Fundamentals Still Rule.

 

At the end of the day, Unicorn status is just another way to fund a new enterprise.  Despite all of the hype and drama that these entities attract, they aren’t immune to the fundamental facts of business. If an investor ignores the hype, and scrutinizes the fundamentals of each Unicorn on an individual basis, good investment outcomes become more likely.
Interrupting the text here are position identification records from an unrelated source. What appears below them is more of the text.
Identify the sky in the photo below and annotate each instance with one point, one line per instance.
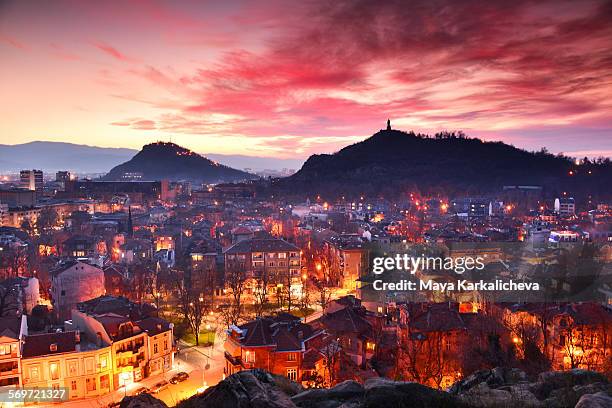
(288, 79)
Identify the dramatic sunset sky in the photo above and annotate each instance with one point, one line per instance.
(288, 79)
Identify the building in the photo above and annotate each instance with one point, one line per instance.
(348, 260)
(73, 282)
(12, 330)
(26, 294)
(141, 344)
(4, 215)
(269, 260)
(471, 207)
(67, 359)
(31, 179)
(565, 206)
(17, 216)
(278, 345)
(62, 176)
(18, 197)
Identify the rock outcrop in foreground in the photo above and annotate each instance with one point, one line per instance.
(497, 388)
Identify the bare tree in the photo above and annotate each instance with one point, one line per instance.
(235, 280)
(193, 306)
(261, 296)
(8, 300)
(324, 293)
(47, 219)
(331, 357)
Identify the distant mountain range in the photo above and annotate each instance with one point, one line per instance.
(163, 160)
(52, 156)
(392, 162)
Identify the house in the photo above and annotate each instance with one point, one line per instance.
(282, 345)
(12, 330)
(565, 206)
(353, 330)
(25, 293)
(83, 246)
(348, 260)
(66, 359)
(270, 260)
(73, 282)
(140, 343)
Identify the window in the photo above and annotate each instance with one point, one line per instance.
(54, 370)
(249, 356)
(292, 374)
(103, 362)
(91, 384)
(34, 373)
(104, 384)
(89, 364)
(73, 368)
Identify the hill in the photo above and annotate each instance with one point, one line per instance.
(391, 162)
(51, 156)
(162, 160)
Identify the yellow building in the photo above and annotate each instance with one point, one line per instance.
(61, 360)
(11, 331)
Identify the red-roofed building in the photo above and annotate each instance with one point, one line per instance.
(278, 344)
(64, 359)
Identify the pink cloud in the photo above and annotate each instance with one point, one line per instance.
(112, 51)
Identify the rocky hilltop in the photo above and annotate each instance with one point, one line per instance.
(392, 161)
(497, 388)
(162, 160)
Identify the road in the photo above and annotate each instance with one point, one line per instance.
(204, 365)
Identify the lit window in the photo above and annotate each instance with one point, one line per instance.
(292, 374)
(249, 356)
(54, 370)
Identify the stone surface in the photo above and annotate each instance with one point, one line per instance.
(598, 400)
(142, 401)
(495, 388)
(247, 389)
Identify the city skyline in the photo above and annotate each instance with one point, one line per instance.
(265, 79)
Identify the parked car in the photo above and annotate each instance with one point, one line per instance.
(160, 386)
(179, 377)
(139, 390)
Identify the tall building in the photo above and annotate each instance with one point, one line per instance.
(565, 206)
(32, 179)
(62, 176)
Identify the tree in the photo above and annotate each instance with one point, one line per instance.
(8, 300)
(324, 293)
(193, 306)
(47, 219)
(261, 297)
(331, 356)
(235, 280)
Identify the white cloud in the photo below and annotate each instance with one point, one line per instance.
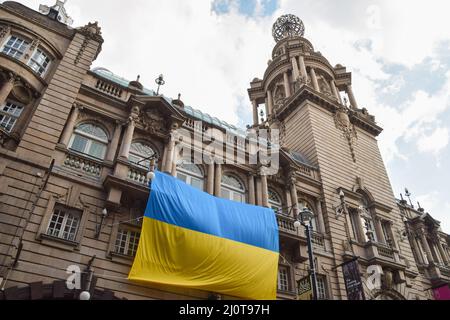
(435, 142)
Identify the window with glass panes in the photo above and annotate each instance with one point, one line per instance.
(90, 140)
(9, 114)
(191, 174)
(64, 223)
(140, 153)
(39, 62)
(321, 288)
(232, 189)
(304, 204)
(275, 201)
(15, 47)
(283, 278)
(127, 242)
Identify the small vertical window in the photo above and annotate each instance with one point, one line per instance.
(191, 174)
(275, 201)
(64, 223)
(283, 278)
(140, 154)
(9, 113)
(39, 62)
(321, 288)
(232, 189)
(15, 47)
(127, 242)
(90, 140)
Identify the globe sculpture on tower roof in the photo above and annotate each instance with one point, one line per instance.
(287, 26)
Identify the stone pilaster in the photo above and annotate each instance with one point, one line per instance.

The poster child for all that a Unicorn can be is Facebook. At the time of $FB’s blockbuster debut in 2013, the company was already a household name, but had little revenue, and even less profit to show for it.  Now, as we all know, $FB is still a household name but has leveraged its absolute social media dominance to build an advertising business that prints money. The astute investor in 2013 would have concluded that the basics surrounding the business were right.

 

Blue Apron Inc, on the other hand, has been a disaster on the order of legends like the Titanic. After debuting on the public markets in 2017 with a nearly $2 Billion market capitalization, $APRN shares have fallen from $10 to just $1. This stunning fall from grace really wasn’t impossible to predict for the meal kit company. Is there anything essential to your life that only Blue Apron could provide? What would stop everyone and their mother from merely copying Blue Apron?  The Facebook IPO had everything that poor Blue Apron lacked. It wasn’t really the pre-IPO market capitalization, or funding, that mattered. $APRN was just an inherently flawed business model that had been pumped up by media cheerleaders.

 

Let’s face it; there is always something magical about investing. Anything that can turn $1 into $5 will always be the stuff of legends and lore. But it takes more than rainbows and sparkles to make the magic happen. Before you decide to invest in a biotech Unicorn, do your research to make sure that the spell can last….

 

DISCLOSURE: THE SICK ECONOMIST OWNS SHARES IN $MRNA.